リンクは既に消されているものの、募集していたのはWindows Sustained EngineeringのCore Experienceチーム。文字どおりWindows OSの継続的開発を行う部署で同チームは次期Windows OSに搭載するUI(ユーザーインターフェース)の中核を担当するという。今回募集したのは経験を持つテスト担当ソフトウェア開発技術者。前述の記事によると、スタート画面やアプリケーションのライフサイクルなどを対象とし、全体的なUX(User Experience:ユーザーエクスペリエンス)の改善を目的としているという。つまり、Windows BlueはUIやUXに関わる部分の変更が盛り込まれることが、この情報から知り得られるのだ。

その一方でWindows Blueの Milestone 1(ビルド9319)が流出し、ネット上に転載されている。ここではリンクとして紹介するが、コマンドプロンプトに示されたバージョン番号は「6.3.9319」。この情報と先のスタッフ募集、ビルド番号の進捗状況などを踏まえると、Windows BlueがWindows 8 Service Pack 1としてではなく、次期Windows OSであるとするのが自然な考え方だ。なお、リンク先となるロシアのMicrosoftportal.netでは、ビルド9289と思われるスクリーンショットも公開している(図08)。

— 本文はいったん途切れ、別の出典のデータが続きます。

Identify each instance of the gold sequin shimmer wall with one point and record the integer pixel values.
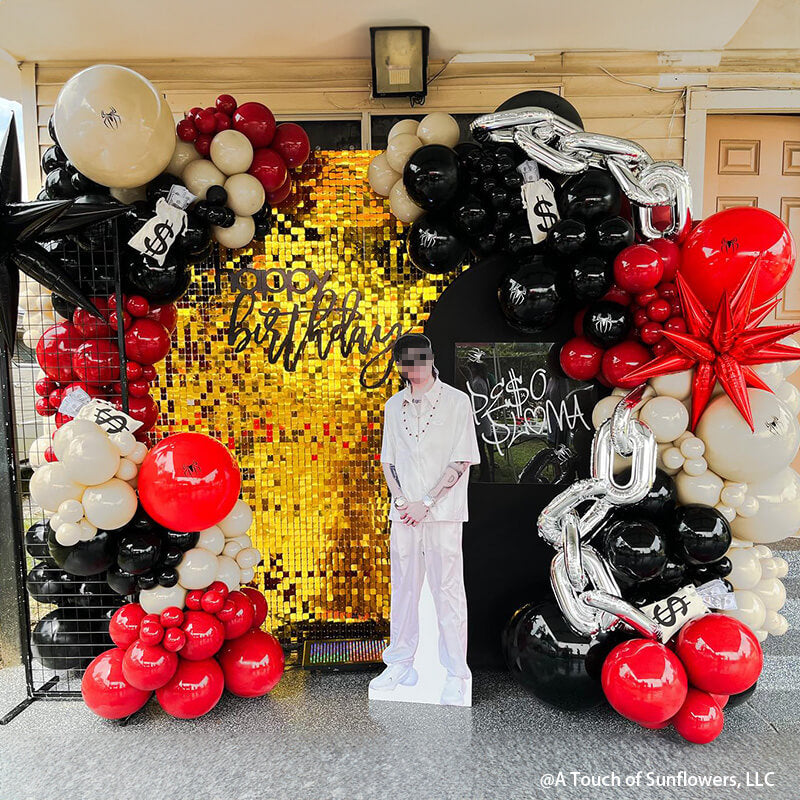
(281, 353)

図08 Windows Blue Milestone 1のスクリーンショットを公開しているロシアのMicrosoftportal.net

さて、現行OSであるWindows 8のMilestone 1(6.2.7850)がリークされたのは、2011年4月10日前後である。ファイル名から察するにコンパイルされたのは2010年9月22日。Milestone 2(6.2.7955)のリークは同月20日後半と期間は短いが、コンパイル日は2011年2月28日。そして、Milestone 3(6.2.7989)は2011年6月中旬にリークしたものの、コンパイル日は2011年4月21日だ。先のリークされたスクリーンショットのバージョン情報ダイアログには、使用期限が2014年1月16日とある。Windows 8 M1の使用期限は2011年2月5日と定められており、Windows 8の正式リリース日は2012年8月16日であることを踏まえると、Windows Blueは順調に開発が進み、2013年秋前には手にできるという推論にも信ぴょう性が出てくるのではないだろうか。

この他にも興味深い内容が前述の記事には書かれている。Microsoftの人材募集には「Windows Phone Blue」という単語が残されていたそうだ。本稿で既に述べたように、Windows Phone 8はWindows 8と同じNTカーネルを採用しており、Windows Mobile時代より親和性が高まっている。Windows Blueが単に次期Windows OSというだけでなく、Windows Serverなども対象にするのであれば、Windows 9x系とWindows NT系のカーネル統合という20世紀終わりに行われたMicrosoftの戦略を思い出さずにいられない(最終的には、NT系カーネルを軸にWindows 9x系のUIをリフォームしたWindows XPがリリースされた)。

いずれの情報も公式発表ではないため、噂の域を出るものではない。しかし、Microsoftのスタッフ募集告知からは、Windows BlueがOSとしての根幹的な部分を含めたUIとその結果として得られるUXの改善を目指し、単なる次期Windows OSにとどまらない、ということが見えてきた。Windows 8がリリースされたばかりだが、読者の興味もWindows Blueに移行しつつあるのではないだろうか。同社の公式発表を一日千秋の気持ちで待ちつつ、今後も続報を紹介する。